On Thu, May 28, 2009 at 5:52 PM, Simon Riggs
<simon@2ndquadrant.com> wrote:
On Thu, 2009-05-28 at 15:03 -0400, Douglas Alan wrote:
> The application in question is a kind of data warehousing thing (of
> astronomical stars), and there's an ORM in the middle, so it's not
> easy for us to hand-tune how individual queries are specified.
> Instead, we have to structure the database and the indexes so that
> things generally perform well, without having to tweak specific
> queries.
You should look at indexing solutions, or take professional advice on
that.
I'm not sure that I know what an "indexing solution" is.
> Users can specify fairly arbitrary search criteria. All of the
> queries should perform well. By "well", I mean within 10 seconds or
> so.
That's an unrealistic expectation, unfortunately.

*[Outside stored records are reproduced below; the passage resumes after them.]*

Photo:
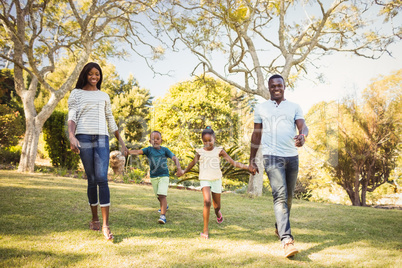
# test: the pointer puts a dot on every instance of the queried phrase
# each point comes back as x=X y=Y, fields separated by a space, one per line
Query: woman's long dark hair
x=83 y=78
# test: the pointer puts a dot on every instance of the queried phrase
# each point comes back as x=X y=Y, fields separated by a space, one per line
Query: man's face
x=277 y=89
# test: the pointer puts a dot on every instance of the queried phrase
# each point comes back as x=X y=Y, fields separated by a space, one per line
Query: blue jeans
x=282 y=174
x=94 y=153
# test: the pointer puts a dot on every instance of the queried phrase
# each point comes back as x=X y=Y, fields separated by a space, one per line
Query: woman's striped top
x=90 y=110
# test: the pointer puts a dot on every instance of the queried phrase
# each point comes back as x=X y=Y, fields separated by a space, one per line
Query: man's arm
x=255 y=144
x=303 y=132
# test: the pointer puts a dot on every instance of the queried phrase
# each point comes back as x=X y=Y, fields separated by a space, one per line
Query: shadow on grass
x=38 y=205
x=37 y=258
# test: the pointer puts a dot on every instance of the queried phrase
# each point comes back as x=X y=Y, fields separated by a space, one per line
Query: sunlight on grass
x=44 y=223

Fast search requires
some form of preparatory action and without any clue as to what that
should be you cannot guarantee response times.
Unrealistic or not, it mostly currently works, modulo Postgres sometimes deciding to do a slow sequence scan when there is a perfectly good index.
For instance, I just tried a query that results in 137,042 results (out of 150 million rows) is constrained in several different ways, involves a table join on another large table, and it took nine seconds.